A Calorie is Not a Calorie—When all is said and done the good news is we have figured how to make and eat foods in which the calories are maximally available. We process them. We cook them. We ferment them. We cook them again until they actually give us as many calories as the box says. It has been plausibly argued (by quite a number of reasonable researchers at this point; see http://www.pnas.org/content/108/35/14555.short) that what made our early human diet unique was cooking and that cooking, in turn, allowed for some morphological changes in our bodies (bigger brains, relatively smaller guts) along with many societal changes. Our ancestors may have combined a preference for cooked food with the unique ability to make it on demand. The mice in Carmody’s study, interestingly, not only got more energy out of cooked meat, they also preferred it. But for as much as they like grilled steak, they will never invent cooking. We did. If this idea is right, what we inherit as our unique recent history is not the need for some specific amount of meat or fat but instead the preference for as many calories as we can get as quickly as we can get them so that we might have leisure time to invent, organize, and text each other.

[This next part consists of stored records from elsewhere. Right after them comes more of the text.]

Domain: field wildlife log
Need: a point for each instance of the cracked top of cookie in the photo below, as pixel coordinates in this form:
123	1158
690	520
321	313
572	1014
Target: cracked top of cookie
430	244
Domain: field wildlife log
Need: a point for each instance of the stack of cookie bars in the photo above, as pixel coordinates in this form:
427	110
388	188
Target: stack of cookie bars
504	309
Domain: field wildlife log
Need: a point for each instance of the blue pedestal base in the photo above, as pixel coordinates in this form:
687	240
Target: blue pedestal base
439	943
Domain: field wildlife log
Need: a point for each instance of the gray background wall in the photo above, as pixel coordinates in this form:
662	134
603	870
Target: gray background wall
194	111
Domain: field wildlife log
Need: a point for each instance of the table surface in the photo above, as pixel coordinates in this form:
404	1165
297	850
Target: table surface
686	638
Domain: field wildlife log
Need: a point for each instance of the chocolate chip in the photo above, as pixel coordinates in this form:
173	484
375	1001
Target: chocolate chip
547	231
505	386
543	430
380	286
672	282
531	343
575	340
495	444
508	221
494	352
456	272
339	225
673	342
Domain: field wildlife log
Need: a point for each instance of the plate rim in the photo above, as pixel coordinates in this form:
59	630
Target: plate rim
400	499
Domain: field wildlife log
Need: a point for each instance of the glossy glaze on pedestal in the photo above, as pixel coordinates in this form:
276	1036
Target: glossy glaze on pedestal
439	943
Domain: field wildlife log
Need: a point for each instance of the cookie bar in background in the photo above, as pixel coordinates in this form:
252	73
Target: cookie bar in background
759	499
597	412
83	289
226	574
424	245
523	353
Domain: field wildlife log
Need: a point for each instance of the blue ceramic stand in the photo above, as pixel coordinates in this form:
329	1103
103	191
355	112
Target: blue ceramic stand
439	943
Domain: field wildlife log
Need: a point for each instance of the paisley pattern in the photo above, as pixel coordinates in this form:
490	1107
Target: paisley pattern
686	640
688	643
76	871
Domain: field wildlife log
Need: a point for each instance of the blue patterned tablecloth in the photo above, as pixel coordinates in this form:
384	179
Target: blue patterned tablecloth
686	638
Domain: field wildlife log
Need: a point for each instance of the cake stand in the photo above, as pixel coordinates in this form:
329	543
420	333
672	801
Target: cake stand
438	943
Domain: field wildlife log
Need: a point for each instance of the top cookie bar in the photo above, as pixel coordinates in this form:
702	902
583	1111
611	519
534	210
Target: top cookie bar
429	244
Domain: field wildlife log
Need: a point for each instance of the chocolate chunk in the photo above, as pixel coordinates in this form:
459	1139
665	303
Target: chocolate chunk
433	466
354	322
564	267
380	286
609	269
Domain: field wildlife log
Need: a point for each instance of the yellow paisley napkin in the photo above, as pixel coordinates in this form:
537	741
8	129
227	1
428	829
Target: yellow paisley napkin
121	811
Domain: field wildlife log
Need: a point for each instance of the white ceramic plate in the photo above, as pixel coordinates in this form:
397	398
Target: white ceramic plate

It is a testament then to human ingenuity that we have now figured out how to provide as many calories as possible in our foods. We don’t even really need for our intestines to do much work, our bacteria either, or even our teeth for that matter. Our modern diets are a measure of our evolutionary success, or at least they would be from the perspective of our paleo ancestors who needed and wanted excess calories. They are not successes from our modern perspective. We now have too many calories and too many of those calories are of low quality. One in three Americans is now obese. Over the last thirty years the number of calories we eat has increased, but so has the number of those calories that come from highly processed foods. In this light, we would do well to eat fewer processed foods and more raw ones. This is not a novel insight (Such foods, after all, tend to have more nutrients such as B vitamins, phytonutrients and minerals and so are good for reasons having nothing to do with counting calories). But what might be novel is the realization that in eating such foods you could lose weight while keeping the precise tally of the calories you consume exactly the same. However, this realization comes hand in hand with another, namely that how much weight you lose depends on the biology of the plants and animals you choose to eat and who you and your microbes are in ways we are only beginning to understand.